Ultraorange, I have a supply of blank Nikko lugs in both standard and OS sizes. They have slightly longer sockets than the old stamped and welded blank lugs made by Haden, Nervex or Chater Lea. Nikko lugs are bulge formed so they have a nice smooth surface without any welded seams and their angles can be more easily altered than investment cast lugs. By chance I ran into Nikko at an Industrial trade show in Chicago (bulge forming is used in many ways) and convinced them to make lugs again. They hadn’t manufactured lugs in years. I also have a supply of Nikko spear point lugs that are very similar in shape to old Cinelli stamped lugs. These lugs have a little more real estate on top for cutting out some kind of single design like a cloverleaf or initial. I sell these lugs as a fundraiser for a charity bike project in Ukraine.

If your design extends beyond the limits of the length of the lug socket (for example like leaves on a vine), standard procedure is to just cut that part out of a regular tube and braze it directly onto the frame tube beyond the lug. It is possible to tig weld the extension onto the end of the lug but there isn’t much point to do that because it is only decorative and not functional. Hetchins attached their extensions by gas welding (melting the steel together with their oxyacetylene torch).

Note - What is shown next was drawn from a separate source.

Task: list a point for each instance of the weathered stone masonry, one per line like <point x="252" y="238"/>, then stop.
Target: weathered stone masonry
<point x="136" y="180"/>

I became interested in designing lugs after getting a Hetchins in 1969. It had a simple lug design with straight stays (not their “curly” model they are famous for). When I apprenticed at Ellis-Briggs in England in 1975, Jack Briggs gave me what was left of their supply of blank lugs. In the 50’s they did a frame model that used a punch press with 17 different shapes to create their lug design. It was popular in England after the war for a builder’s top model to be a fancy design cut out of blank lugs.

Often in my framebuilding classes a student will choose to create a their own unique design using Nikko blank lugs.